Juan Miguel Sánchez Vigil

Estoy a tiempo, faltan aún dos horas para que el cierre del día caiga con su ensordecedor ruido y comience la cuenta atrás. Faltan solo faltan 364 días para conmemorar el evento que esta mañana anunciaban los informadores de la radio después de que el sacerdote xyz nos alimentara el espíritu con el sermón de la “Alborada”.

Hoy, casi ayer, es el Día Internacional del Libro Infantil y Juvenil. Y a mi, que he escrito para los niños, se me ha ido el santo al cielo. Hago ahora acto de contrición y me disculpo viendo como las letras negras van ocupando el espacio vacío de la pantalla del ordenador, y sintiéndome culpable por no haber recordado que hoy era el gran día.

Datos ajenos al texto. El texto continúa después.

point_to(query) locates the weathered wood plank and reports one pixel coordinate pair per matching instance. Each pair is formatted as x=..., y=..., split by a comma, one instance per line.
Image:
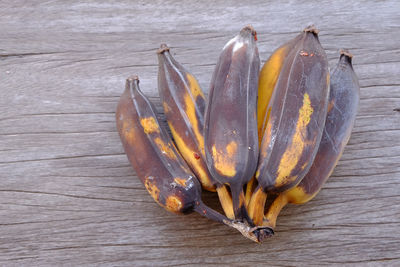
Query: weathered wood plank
x=67, y=192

En estos casi sesenta años de vida lo único que de verdad me ha hecho sentirme feliz son mis cuentos, porque los escribí solo, encerrado en mi mismo, creyéndome que yo era el rey, el príncipe y el mendigo, el tonto y el listo, el monstruo, el capitán y el villano. He sido tan libre con la escritura que he tocado las nubes con los dedos, he vivido bajo el agua y he llenado mi habitación de chocolate. Por eso hoy me he sentido culpable, porque he sido tan estúpido que se me ha olvidado dar las gracias a aquel maestro llamado Don Emilio que una vez me dijo en el colegio: “escribe historias para los niños, porque su mente está abierta y no cuestionan las cosas como los adultos”.

Acaricio ahora uno de mis libros y recuerdo el día en que abrí un paquete y por primera vez tuve impresa en mis manos una de mis historias inventadas. Pongamos por caso que fue un 2 de abril y que mi a padre, todavía en este mundo, le brillaron los ojos y apretó los dientes para que yo no le viera llorar.